The Andrew and Peggy Cherng Distinguished Visiting Scholars program will welcome Jenny Tone-Pah-Hote to campus from Nov. 1-3.
Launched with support from Andrew and Peggy Cherng under the MU Honors College, this new program hopes to strengthen leadership skills at the undergraduate level, according to an Honors College press release from Oct. 4.
“Just as Andrew and Peggy Cherng seek to grow and nurture leadership skills within their company, they are helping us to do the same among our students,” Honors College Director J.D. Bowers said in the release.
The Cherngs, MU alumni and founders of Panda Express, donated $1.5 million to the Honors College in April. The Distinguished Visiting Scholars program is just one of many recent additions to MU as a result of their contribution, but it is one they feel is very important for undergraduates.
“It allows students to do research under the mentorship of a professor of their choice,” Peggy Cherng said. “They can seize opportunities in different areas and further their potential. They can do research to learn more about what’s around them, themselves and their potential.”
Tone-Pah-Hote, an MU graduate and professor at the University of North Carolina at Chapel Hill, is the first MU Distinguished Visiting Scholar. Tone-Pah-Hote said she was contacted by Bowers about the program. This will be her second visit to the university this semester, as she also came to speak at a symposium for the Honors College’s One Read program in August.

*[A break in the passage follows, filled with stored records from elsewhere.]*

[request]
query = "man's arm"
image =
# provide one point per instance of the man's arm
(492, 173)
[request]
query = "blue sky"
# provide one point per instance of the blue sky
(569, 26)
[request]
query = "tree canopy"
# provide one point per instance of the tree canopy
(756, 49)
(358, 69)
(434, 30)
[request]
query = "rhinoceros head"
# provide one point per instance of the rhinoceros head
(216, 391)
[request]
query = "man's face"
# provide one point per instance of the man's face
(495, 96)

“One of the things this program is seeking to do is to help facilitate and teach leadership skills and thinking about that in multiple venues,” Tone-Pah-Hote said. “I was so honored by the invitation to come back to Missouri to contribute to [the Honors College] and [Native American and Indigenous Studies] here, [as well as] to have the opportunity to engage with students.”
According to the Honors College press release, her visit to campus will consist of visiting several classes and museums, as well as “brown bag talks with faculty [and] meals in the Honors Learning Community residence.”
There will be a public lecture titled “We’ll Show You Boys How to Dance: Kiowa Dance and Painting, 1928-1940” and a subsequent reception at 5:30 p.m. on Nov. 2. It will center around Tone-Pah-Hote’s most recent work on the culture of the Kiowa Tribe in Oklahoma.
Tone-Pah-Hote, whose work focuses on Native American history, culture and representation, attributed the introduction of the Native American and Indigenous Studies minor this fall as part of the reason why she was selected. She is optimistic that the program and her visit will encourage students to be “agents of change,” she said.
“Hopefully, I can encourage people to think critically about representation and history, to think of Native American people as modern people and to think about the arts as expressing contemporary identities,” Tone-Pah-Hote said. “That’s what I bring to the table as a scholar and professor.”